I mean, I remember going to school every day with a lunchbox packed with a sandwich, a small bag of potato chips, a thermos of lemonade and sometimes a brownie or slice of cake. Around the holidays Mom would also usually throw in a bag of Chex snack mix (we've always called it "trash" because "there's all kinds of good junk in it!). So did millions of other children around the country. And we certainly didn't seem to suffer from malnutrition, rickets or plague.
In 2012 however, those individually-prepared meals packed with love would almost certainly have had our parents taken away in handcuffs by Department of Social Services. That seems to be the general direction we're headed according to this story from Carolina Journal Online, which reports on government run amok in the schools of the little burg of Raeford in the eastern part of this state...
Preschooler’s Homemade Lunch Replaced with Cafeteria “Nuggets”I think every parent in that school should pack the same identical sub-nutritious menu in their children's lunchboxes for a solid week, and make these government ninny-nannies' heads collectively explode from frustration.
State agent inspects sack lunches, forces preschoolers to purchase cafeteria food instead
RAEFORD — A preschooler at West Hoke Elementary School ate three chicken nuggets for lunch Jan. 30 because the school told her the lunch her mother packed was not nutritious.
The girl’s turkey and cheese sandwich, banana, potato chips, and apple juice did not meet U.S. Department of Agriculture guidelines, according to the interpretation of the person who was inspecting all lunch boxes in the More at Four classroom that day.
The Division of Child Development and Early Education at the Department of Health and Human Services requires all lunches served in pre-kindergarten programs - including in-home day care centers - to meet USDA guidelines. That means lunches must consist of one serving of meat, one serving of milk, one serving of grain, and two servings of fruit or vegetables, even if the lunches are brought from home.
When home-packed lunches do not include all of the required items, child care providers must supplement them with the missing ones.
The girl's mother - who said she wishes to remain anonymous to protect her daughter from retaliation - said she received a note from the school stating that students who did not bring a "healthy lunch" would be offered the missing portions, which could result in a fee from the cafeteria, in her case $1.25.
"I don't feel that I should pay for a cafeteria lunch when I provide lunch for her from home," the mother wrote in a complaint to her state representative, Republican G.L. Pridgen of Robeson County.

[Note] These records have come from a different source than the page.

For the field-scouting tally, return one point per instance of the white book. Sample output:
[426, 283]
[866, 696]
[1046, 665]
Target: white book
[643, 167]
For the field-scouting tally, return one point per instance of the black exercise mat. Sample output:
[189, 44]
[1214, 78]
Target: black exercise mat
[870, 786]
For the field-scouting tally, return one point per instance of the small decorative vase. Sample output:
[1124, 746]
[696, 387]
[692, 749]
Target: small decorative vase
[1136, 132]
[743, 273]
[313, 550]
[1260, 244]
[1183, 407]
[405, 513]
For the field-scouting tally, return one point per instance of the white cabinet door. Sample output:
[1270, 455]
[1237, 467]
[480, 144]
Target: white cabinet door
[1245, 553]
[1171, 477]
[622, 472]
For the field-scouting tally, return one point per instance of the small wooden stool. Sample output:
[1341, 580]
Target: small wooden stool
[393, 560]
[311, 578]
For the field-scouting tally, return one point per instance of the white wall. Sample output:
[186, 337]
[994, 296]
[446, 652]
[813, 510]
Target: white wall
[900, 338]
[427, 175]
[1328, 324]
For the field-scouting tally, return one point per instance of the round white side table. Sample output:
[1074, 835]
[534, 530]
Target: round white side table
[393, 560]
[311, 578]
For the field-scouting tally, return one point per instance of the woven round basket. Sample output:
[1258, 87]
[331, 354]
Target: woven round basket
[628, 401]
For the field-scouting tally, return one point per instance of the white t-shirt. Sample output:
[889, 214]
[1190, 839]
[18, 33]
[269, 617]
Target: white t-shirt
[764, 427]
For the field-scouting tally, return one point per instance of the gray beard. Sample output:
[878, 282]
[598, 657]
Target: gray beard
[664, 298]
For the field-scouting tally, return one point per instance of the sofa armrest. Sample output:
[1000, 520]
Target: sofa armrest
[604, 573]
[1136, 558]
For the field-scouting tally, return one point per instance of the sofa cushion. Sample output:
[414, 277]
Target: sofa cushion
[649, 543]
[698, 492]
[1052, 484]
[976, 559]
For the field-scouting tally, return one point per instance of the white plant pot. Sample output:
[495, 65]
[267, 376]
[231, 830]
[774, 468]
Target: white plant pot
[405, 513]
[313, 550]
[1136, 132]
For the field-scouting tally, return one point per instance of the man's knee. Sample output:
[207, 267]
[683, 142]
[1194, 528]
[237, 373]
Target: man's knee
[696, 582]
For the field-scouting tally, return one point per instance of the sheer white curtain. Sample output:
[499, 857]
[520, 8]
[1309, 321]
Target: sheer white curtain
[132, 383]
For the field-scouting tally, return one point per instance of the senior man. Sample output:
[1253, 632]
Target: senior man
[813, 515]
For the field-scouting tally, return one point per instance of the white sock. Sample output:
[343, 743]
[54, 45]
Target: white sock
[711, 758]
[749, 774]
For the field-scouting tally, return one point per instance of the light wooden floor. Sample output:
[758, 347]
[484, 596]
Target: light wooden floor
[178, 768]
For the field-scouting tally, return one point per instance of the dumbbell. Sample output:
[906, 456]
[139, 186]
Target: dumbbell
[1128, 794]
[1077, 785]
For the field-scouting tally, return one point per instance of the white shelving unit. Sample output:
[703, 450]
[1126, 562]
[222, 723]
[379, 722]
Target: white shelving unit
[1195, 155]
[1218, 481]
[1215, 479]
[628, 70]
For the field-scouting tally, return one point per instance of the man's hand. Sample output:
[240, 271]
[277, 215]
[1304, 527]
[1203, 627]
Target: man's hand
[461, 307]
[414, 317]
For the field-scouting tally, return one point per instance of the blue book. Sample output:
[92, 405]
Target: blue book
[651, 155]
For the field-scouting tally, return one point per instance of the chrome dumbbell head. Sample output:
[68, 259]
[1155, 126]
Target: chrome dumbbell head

The girl's grandmother, who sometimes helps pack her lunch, told Carolina Journal that she is a petite, picky 4-year-old who eats white whole wheat bread and is not big on vegetables.
"What got me so mad is, number one, don't tell my kid I'm not packing her lunch box properly," the girl's mother told CJ. "I pack her lunchbox according to what she eats. It always consists of a fruit. It never consists of a vegetable. She eats vegetables at home because I have to watch her because she doesn't really care for vegetables."
John Hayward at Human Events has some more thoughts about this ridiculous situation.
Having a designated person inspecting each and every lunch brought from home? Seriously?